Problem Description: what is the question you want to answer and how you plan to answer it. State the questions/tasks you want to answer/complete your project (note that these may very well evolve during the course of your project).
Deploying, rebalancing, and servicing bikes are crucial parts of bike sharing business. I am certain that CitiBike has insights on how to balance bikes at the end of each business day. However, the insight of bike balancing operation is not available to the public.
I am curious to understand the dynamics of how bikes distribute across the city throughout the day. If I am a ground operator who is responsible for balancing bikes, I'd be interested to know the following:
- What are the most popular departing and destination stations?
- What are the common origination and arrival area clusters (not just based on Zip Code)?
- What are the top 10 stations with the least number of bikes by the end of the day at 11 pm over the month of September?
- What are the top 3 stations with the most number of bikes near each of the stations from question 3)?
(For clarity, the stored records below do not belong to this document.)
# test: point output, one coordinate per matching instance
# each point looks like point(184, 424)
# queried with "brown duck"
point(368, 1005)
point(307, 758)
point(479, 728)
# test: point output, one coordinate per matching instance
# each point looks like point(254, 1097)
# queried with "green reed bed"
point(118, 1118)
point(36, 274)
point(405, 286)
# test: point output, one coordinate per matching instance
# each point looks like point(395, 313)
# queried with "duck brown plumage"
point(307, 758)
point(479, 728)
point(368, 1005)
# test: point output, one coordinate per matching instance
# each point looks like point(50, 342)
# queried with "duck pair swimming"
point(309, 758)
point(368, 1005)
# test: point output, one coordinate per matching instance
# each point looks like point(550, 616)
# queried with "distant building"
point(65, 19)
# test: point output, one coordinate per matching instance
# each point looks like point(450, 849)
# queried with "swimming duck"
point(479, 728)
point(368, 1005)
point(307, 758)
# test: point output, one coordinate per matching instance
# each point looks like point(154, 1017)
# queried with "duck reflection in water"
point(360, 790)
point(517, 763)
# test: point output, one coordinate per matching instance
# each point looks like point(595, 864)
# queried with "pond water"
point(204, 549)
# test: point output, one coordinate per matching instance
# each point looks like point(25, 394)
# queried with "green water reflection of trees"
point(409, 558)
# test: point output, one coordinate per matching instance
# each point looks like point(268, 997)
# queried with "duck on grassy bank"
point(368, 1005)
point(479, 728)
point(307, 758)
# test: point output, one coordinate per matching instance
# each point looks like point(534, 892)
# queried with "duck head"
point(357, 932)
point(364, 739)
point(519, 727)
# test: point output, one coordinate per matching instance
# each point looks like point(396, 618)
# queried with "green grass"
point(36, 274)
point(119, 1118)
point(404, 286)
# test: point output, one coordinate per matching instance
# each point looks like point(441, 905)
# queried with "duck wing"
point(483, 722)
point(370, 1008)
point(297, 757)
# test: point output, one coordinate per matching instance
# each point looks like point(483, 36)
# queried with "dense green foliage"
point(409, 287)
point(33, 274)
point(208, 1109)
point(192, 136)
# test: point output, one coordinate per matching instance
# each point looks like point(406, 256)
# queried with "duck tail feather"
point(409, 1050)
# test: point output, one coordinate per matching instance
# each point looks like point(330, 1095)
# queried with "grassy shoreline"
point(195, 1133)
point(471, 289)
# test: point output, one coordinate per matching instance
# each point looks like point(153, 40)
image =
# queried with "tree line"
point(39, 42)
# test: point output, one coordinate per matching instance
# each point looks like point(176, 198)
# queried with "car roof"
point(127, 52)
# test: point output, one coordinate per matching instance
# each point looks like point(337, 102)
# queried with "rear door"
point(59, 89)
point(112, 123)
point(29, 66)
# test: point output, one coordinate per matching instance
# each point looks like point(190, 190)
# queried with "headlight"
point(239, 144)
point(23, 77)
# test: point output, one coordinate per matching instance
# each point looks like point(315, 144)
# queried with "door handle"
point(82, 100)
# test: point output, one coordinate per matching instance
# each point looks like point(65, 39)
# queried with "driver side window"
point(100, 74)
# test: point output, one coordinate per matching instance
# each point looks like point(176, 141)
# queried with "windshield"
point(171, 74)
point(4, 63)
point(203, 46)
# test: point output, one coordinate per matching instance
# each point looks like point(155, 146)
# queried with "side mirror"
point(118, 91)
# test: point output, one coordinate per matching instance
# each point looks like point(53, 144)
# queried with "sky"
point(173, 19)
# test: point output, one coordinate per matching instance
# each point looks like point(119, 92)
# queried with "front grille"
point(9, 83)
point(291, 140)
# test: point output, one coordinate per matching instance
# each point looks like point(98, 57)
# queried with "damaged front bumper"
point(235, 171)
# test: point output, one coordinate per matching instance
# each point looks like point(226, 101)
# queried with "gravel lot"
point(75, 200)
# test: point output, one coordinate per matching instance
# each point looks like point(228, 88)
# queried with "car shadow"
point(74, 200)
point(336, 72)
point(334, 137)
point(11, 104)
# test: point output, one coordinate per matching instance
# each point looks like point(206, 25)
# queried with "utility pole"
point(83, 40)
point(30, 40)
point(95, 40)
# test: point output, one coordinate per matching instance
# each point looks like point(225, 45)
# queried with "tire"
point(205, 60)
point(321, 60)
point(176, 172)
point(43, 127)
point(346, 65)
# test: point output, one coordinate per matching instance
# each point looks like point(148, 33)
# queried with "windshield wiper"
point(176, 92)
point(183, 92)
Data: indicate the data you identified as available and suitable to answer the question and why that data is suitable to answer your question. Include a description of the anticipated processing and transformations you plan to make on this data
I am going to use the September 2017 CitiBike data to support this analysis. Here are some preliminary ideas on data processing and transformation:
- Extract day of week and hour from the timestamp
- Count the number of trips and group by starting and ending station accordingly
- Create a table of bike station, hour, total # of departure, total # of arrival, # of bikes at the dock, and lat/long; assuming there are 20 bikes at the beginning of the day at 12 a.m.
Analysis: what analytical tools and methodology you envision to use to answer the question
A set of simple quantitative analysis, such as aggregation, count, and rank, is sufficient to answer question 1), 3), and 4). I want to try k-means clustering to address question 2). To find common departing and arrival areas, I will perform k-means clustering based on the number of departure and arrival as well as latitude and longitude.
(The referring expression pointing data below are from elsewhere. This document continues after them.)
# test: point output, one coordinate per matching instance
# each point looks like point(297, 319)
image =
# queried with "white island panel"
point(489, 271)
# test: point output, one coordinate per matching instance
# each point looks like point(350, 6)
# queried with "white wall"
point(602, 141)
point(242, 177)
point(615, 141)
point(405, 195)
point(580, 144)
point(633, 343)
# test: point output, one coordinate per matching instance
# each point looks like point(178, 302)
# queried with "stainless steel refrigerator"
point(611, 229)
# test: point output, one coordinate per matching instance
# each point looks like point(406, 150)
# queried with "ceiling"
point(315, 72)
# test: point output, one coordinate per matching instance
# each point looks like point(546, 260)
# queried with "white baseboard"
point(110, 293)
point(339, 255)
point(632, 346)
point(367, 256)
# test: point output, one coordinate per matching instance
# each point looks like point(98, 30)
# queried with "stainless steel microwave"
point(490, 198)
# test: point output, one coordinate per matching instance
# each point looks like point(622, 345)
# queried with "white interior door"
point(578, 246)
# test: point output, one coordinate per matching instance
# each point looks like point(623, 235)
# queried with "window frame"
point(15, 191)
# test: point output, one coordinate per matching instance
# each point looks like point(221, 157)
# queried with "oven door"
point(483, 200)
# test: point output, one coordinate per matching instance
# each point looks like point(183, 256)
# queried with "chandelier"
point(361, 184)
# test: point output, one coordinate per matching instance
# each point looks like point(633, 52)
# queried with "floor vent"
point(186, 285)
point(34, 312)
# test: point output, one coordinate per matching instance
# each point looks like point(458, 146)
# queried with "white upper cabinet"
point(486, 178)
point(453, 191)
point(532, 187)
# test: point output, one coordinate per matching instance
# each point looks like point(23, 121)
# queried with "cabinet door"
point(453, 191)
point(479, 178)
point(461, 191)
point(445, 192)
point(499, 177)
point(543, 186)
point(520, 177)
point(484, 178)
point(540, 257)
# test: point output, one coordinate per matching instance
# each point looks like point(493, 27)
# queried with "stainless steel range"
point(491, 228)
References: include information about papers, reports, existing work or other references that are related to your project. At this stage you do not have to have studied these references, but you must be familiar enough with the proposal idea to have identified resources that will support and guide your analysis.
Deliverable: what is the deliverable you expect to produce (a statistical conclusion, a graphical tool, an algorithm that can be used in the future e.g. by agencies, etc.)
My deliverables will include Carto visualizations of clusters of origination and arrival, locations of the stations that have low and high bike stock by the end of the day, and graphical analysis (e.g. bar charts) for any of the quantitative analysis.